As canções de ninar são de caráter tranquilo e em dinâmica piano, como um

canto em voz suave. Por isso, sugerimos que, ao executar o Prelúdio n.º6, o instrumentista

use o arco de forma que seja aplicado pouco peso sobre as cordas. Recomendamos

também que execute vibratos lentos e curtos. Além disso, chamamos a atenção para o fato

de que os crescendi e diminuendi foram indicados em nossa transcrição somente para

evidenciar as direções de fraseados. Dessa forma, devem ser realizados apenas através de

alteração na quantidade de arco a ser usada (aumentado nos crescendi e reduzido nos

diminuendi), para que a dinâmica em piano seja mantida. Isso é feito da seguinte maneira:

no início dos arpejos ascendentes, o arco, para cima, segue em direção às notas mais

agudas (crescendo); em seguida, nos arpejos descendentes, o arco, agora para baixo,

retorna às notas mais graves (decrescendo)92.

92 Aqui também agradecemos ao Prof. Dr. Edson Queiroz de Andrade, pelas sugestões de direções de arcadas para cima em sentido às notas agudas e de arcadas para baixo em sentido às notas graves.

146

Exemplo 78: Indicações de dinâmicas em crescendi e diminuendi incluídas em nossa transcrição,

c.1-6. (Elaborado pelo autor).

Nos c.1-5, ao tocarmos a nota Sol2 em corda solta, é possível simularmos a

adição de vibrato. Para isso, devemos digitar a nota Sol3 na corda Ré (oitava de Sol2) e

vibrá-la, assim, é gerada uma oscilação na ressonância dessa nota e, consequentemente,

dos seus harmônicos.
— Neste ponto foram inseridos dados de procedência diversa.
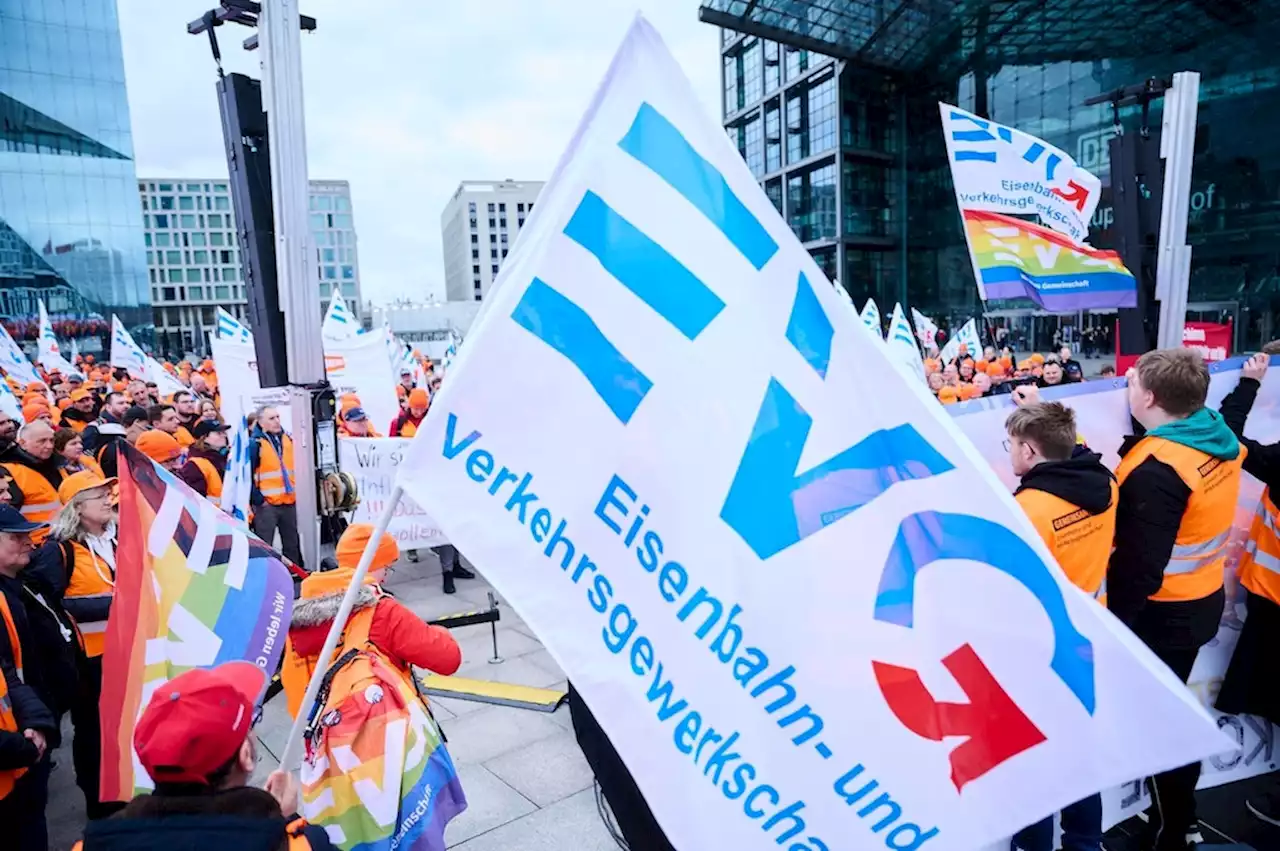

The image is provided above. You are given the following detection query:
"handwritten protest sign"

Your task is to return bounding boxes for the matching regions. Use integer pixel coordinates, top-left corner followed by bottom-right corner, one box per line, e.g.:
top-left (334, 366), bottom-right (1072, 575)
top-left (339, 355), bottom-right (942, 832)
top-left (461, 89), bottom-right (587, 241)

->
top-left (398, 19), bottom-right (1226, 851)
Além disso, a pressão da crina e do dedo indicador da mão esquerda

sobre as cordas deve ser reduzida no momento da mudança de posição da nota Mi3 para a

nota Sol3, a fim de evitar o efeito sonoro de glissando.

No c.6, indicamos direção de arco para baixo, na colcheia do primeiro tempo,

para que a arcada seguinte seja realizada para cima, o que se repete nos c. 20 e 34. Na

metade do primeiro tempo do c.6, incluímos sinal de vírgula (’), acima da pauta, para indicar

“respiração” de frase. Com isso, realçamos a suavidade da melodia através do

prolongamento da reverberação do harmônico natural (Ré4), e, desta forma, preparamos a

próxima frase, que se inicia na segunda metade do primeiro tempo do referido compasso.
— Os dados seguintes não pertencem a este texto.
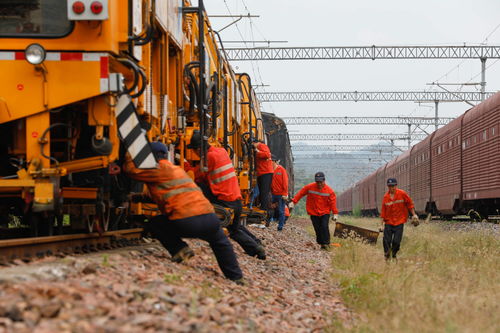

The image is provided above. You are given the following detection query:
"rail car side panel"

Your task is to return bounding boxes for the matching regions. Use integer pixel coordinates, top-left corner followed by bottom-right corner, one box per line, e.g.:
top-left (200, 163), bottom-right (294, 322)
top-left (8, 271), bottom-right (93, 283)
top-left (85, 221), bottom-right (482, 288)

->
top-left (410, 133), bottom-right (434, 215)
top-left (462, 93), bottom-right (500, 201)
top-left (375, 164), bottom-right (388, 213)
top-left (431, 115), bottom-right (463, 215)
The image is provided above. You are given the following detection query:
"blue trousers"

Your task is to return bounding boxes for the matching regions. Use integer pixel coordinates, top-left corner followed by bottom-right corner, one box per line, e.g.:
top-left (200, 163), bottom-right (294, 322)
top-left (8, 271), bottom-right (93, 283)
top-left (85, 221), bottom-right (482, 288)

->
top-left (273, 194), bottom-right (286, 230)
top-left (148, 213), bottom-right (243, 280)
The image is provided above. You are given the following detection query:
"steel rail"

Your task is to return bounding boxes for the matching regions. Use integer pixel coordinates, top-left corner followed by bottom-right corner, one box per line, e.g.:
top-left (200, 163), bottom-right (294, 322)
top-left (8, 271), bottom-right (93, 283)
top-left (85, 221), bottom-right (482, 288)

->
top-left (0, 228), bottom-right (143, 263)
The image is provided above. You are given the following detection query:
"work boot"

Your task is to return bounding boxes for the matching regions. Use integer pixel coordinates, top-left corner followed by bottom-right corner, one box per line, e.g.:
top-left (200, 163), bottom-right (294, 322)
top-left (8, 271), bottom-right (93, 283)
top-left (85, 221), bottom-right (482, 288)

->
top-left (172, 246), bottom-right (194, 264)
top-left (232, 278), bottom-right (247, 286)
top-left (321, 244), bottom-right (330, 251)
top-left (256, 245), bottom-right (266, 260)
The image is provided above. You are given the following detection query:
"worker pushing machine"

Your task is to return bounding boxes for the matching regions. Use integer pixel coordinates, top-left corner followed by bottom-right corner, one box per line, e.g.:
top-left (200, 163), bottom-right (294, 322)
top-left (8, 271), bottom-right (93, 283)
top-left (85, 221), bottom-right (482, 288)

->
top-left (187, 131), bottom-right (266, 260)
top-left (271, 155), bottom-right (288, 231)
top-left (124, 142), bottom-right (243, 283)
top-left (253, 141), bottom-right (274, 218)
top-left (289, 171), bottom-right (338, 250)
top-left (379, 178), bottom-right (419, 260)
No c.10 da nossa transcrição (Exemplo 79), há a seguinte diferença em relação

à partitura original: indicamos digitação da nota Ré4 sem harmônico natural (colcheia na

metade do 1º tempo do c.10). Essa indicação, possibilita direcionar o fraseado ao próximo

compasso usando legato com maior sustentação sonora.
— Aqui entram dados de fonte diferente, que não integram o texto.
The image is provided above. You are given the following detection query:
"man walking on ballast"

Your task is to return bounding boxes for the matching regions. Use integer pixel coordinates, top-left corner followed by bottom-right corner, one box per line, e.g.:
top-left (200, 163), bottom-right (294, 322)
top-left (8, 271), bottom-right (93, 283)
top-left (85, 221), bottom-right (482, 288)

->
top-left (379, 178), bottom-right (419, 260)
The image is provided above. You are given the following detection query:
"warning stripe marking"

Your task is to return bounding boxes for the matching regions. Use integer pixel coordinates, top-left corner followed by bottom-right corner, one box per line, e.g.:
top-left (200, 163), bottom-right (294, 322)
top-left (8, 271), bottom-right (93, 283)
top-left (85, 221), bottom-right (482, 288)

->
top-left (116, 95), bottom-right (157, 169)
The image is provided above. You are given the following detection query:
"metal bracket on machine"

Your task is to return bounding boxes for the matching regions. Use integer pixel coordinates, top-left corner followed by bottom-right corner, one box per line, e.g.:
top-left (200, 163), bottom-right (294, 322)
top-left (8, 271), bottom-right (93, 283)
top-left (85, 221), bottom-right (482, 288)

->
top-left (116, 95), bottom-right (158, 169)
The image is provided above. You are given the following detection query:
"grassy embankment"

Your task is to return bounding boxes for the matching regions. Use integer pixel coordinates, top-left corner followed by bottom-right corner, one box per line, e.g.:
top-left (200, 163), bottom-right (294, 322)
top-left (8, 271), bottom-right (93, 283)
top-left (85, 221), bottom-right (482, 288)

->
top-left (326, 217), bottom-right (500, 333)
Exemplo 79: C.5-12. Na transcrição, indicamos: arco para baixo e vírgula na metade do primeiro

tempo do c.6, com o objetivo de que se obtenha a suavidade sonora do harmônico natural (Ré4);

dinâmicas, crescendi e decrescendi; notas sem harmônicos naturais nos c.9-10, para manter a

fluência do fraseado. (Elaborado pelo autor).

147

Devido às mesmas razões descritas acima, escolhemos não indicar a utilização

do harmônico natural na nota Ré4 também no c.13 (colcheia na segunda metade do

primeiro tempo, no Exemplo 80, mais abaixo). As mudanças de posição em dedilhados 4-3,

os quais são indicados da 2.ª metade do 1.º tempo até a 1.ª metade do 2.º tempo dos c.13

(Ré4 – Si3) e 14 (Dó4 – Lá3), são realizadas por “afastamento de dedos”, e contribuem para

manter o legato da frase, porque evitam as interrupções do som consequentes de

mudanças de posição em que não há afastamento de dedos, durante as ligaduras de arco.

No trecho dos c.13-14, em nossa transcrição, as mudanças de posição por

afastamento de dedos ocorrem da seguinte forma: primeiro, é feita a preparação do polegar

pelo espelho no sentido da nota a ser alcançada, em seguida afasta-se os dedos “para trás”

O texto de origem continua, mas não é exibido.